The UK continues to move forward with its privacy revamp. After the Data Protection and Digital Information (No 2) bill was introduced to Parliament, the UK Information Commissioner’s Office released a favorable opinion with Commissioner John Edwards stating, “The DPDI bill has moved to a position where I can fully support it.” The UK made efforts to promote cross-border data flows as well, first by applying to be an associate in the Global Cross-Border Privacy Rules Forum (the first to apply since the Forum’s inception in 2022), and then announcing that a data bridge with the US is well underway. The two partners announced in a joint statement an agreement in principle to establish the “UK Extension to the Data Privacy Framework” following nearly two years of discussions.

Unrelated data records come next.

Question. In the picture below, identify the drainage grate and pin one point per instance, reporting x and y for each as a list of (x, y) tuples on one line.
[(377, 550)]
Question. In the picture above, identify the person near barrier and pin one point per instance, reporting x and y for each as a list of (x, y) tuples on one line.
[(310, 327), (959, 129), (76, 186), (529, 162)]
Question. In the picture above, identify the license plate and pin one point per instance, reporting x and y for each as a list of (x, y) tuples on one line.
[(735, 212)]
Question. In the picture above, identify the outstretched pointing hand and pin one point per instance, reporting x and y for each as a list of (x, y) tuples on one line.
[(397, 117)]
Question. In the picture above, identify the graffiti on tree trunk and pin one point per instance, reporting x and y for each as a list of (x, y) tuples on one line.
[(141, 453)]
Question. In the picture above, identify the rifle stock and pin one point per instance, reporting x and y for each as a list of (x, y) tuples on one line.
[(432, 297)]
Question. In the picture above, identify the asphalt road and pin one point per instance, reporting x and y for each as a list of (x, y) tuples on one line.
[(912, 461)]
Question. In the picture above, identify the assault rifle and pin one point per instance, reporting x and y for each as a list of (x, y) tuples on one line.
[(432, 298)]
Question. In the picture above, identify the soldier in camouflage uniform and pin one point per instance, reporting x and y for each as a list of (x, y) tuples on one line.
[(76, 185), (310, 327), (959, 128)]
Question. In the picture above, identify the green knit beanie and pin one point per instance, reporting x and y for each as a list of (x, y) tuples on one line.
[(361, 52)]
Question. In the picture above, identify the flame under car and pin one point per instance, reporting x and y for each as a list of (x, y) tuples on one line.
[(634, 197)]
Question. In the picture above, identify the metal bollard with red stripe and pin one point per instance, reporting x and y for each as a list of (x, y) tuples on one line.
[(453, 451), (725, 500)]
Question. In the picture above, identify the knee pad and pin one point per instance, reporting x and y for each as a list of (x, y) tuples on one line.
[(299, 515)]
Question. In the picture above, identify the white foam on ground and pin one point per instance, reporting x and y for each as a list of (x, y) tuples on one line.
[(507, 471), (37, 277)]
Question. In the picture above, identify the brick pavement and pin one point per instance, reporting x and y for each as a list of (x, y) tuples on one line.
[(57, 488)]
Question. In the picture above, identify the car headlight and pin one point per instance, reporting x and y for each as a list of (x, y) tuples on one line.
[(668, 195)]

Enforcement in Q2 was headlined by Ireland’s Data Protection Commission (DPC), fining Meta a record-breaking €1.2 billion, as well as an order to suspend future transfers of personal data to the US within five months of the DPCs decision. While the decision took nearly three years to come to fruition, the action highlighted the need for a trans-Atlantic transfer mechanism. Meta responded by saying the violation is less about its practices and more about the “fundamental conflict of law between the US government’s rules on access to data and European privacy rights, which policymakers are expected to resolve this summer.”
Looking to Q3
Overall, the second quarter of 2023 witnessed a flurry of privacy-related activities, highlighting the growing importance of privacy protections in the wake of major technological advances. As privacy laws evolve and AI regulation gains prominence, striking the right balance between innovation, privacy, and ethical considerations remains a critical challenge for individuals, organizations, and policymakers. Here’s a list of what we’re watching as we move to the end of Q3:
- Now that the trans-Atlantic data flow is approved, we are watching for the next legal challenge to emerge from Max Schrems’ group, noyb.
- As AI captures more attention from regulators worldwide, how will US federal and state governments react? Will the US tackle privacy and AI in one regulation?
Editor’s Note: The opinions expressed in this guest author article are solely those of the contributor, and do not necessarily reflect those of Tripwire.